Mais que um recurso narrativo, as crescentes pressões sob Amelia fazem parte do cotidiano de muitas mães solteiras. O julgamento dos desconhecidos, isolamento do resto da família, a sobrecarga de problemas na escola e o uso de medicamentos para dormir não são nenhum segredo, e um tema surpreendentemente apropriado para um filme de terror.
A abordagem da maternidade em Babadook merece destaque particular. O filme traça uma linha muito tênue ao representar a monstruosidade de Amelia juntamente a sua humanidade. No começo vemos uma mãe dedicada exclusivamente ao filho, meiga, e paciente.
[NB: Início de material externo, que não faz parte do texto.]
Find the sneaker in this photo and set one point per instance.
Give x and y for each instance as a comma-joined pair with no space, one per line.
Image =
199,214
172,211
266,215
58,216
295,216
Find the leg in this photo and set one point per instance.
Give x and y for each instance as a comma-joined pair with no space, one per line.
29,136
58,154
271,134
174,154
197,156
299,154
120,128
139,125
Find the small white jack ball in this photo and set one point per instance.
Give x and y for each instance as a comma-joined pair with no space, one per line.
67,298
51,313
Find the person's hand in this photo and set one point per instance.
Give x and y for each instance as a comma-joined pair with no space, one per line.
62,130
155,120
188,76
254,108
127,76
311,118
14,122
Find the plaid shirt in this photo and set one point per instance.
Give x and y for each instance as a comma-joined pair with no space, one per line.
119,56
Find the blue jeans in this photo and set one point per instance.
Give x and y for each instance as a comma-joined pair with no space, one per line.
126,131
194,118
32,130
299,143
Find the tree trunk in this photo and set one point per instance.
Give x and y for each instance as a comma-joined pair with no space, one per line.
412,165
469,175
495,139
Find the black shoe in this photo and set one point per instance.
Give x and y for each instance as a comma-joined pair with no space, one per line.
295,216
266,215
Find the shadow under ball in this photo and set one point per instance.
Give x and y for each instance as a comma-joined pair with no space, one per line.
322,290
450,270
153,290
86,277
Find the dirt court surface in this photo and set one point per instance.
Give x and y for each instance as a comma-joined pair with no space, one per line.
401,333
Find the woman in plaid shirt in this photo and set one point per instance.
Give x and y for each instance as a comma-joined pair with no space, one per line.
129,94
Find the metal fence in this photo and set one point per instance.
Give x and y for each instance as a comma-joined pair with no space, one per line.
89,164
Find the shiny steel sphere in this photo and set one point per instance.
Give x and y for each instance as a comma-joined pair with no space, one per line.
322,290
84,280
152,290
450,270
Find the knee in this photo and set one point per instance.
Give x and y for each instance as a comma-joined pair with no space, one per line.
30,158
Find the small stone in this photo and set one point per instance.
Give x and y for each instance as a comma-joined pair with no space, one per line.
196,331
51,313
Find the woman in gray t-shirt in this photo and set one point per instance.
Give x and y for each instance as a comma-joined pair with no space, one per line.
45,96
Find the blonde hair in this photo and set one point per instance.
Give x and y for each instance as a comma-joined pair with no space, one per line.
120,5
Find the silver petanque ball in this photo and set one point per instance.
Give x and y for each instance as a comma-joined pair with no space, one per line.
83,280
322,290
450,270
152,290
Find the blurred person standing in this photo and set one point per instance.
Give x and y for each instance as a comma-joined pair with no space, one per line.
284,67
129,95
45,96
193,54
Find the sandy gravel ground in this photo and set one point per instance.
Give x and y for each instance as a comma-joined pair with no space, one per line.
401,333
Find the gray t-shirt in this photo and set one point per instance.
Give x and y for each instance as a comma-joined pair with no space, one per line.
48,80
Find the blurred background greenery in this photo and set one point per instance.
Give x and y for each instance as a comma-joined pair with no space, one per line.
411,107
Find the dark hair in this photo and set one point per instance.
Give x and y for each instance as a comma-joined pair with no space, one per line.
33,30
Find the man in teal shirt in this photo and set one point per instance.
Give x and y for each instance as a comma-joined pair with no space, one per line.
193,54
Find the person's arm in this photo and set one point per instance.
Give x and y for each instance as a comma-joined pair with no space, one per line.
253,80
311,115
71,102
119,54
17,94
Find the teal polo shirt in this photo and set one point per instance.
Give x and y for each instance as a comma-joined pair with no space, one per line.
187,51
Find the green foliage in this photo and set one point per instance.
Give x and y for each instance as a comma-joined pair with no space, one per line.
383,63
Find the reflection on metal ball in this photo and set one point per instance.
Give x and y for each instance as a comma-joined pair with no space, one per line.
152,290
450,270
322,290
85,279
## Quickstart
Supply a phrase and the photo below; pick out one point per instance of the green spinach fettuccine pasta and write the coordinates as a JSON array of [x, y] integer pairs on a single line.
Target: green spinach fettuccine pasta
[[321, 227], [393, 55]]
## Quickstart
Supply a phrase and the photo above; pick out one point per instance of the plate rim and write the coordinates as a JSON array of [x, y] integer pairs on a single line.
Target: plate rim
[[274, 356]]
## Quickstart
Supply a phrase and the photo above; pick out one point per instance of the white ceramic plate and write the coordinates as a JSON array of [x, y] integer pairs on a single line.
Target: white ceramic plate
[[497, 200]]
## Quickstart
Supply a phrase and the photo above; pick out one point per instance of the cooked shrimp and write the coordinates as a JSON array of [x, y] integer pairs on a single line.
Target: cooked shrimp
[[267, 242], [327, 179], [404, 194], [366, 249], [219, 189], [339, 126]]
Aos poucos, percebemos que ela possui desejos próprios que estão além de sua identidade como mãe, o que é inaceitável para sociedade em que estamos inseridas, por isso, poderíamos facilmente interpretar esses desejos como a fonte da sua perversidade posterior. Entretanto, não é isso que acontece. O Babadook não é a mãe imperfeita, defeituosa, e sim o medo de sê-la, as expectativas sociais, a depressão e o luto e é isso que a nossa protagonista deve enfrentar para se ver salva ou, ao menos, temporariamente liberta.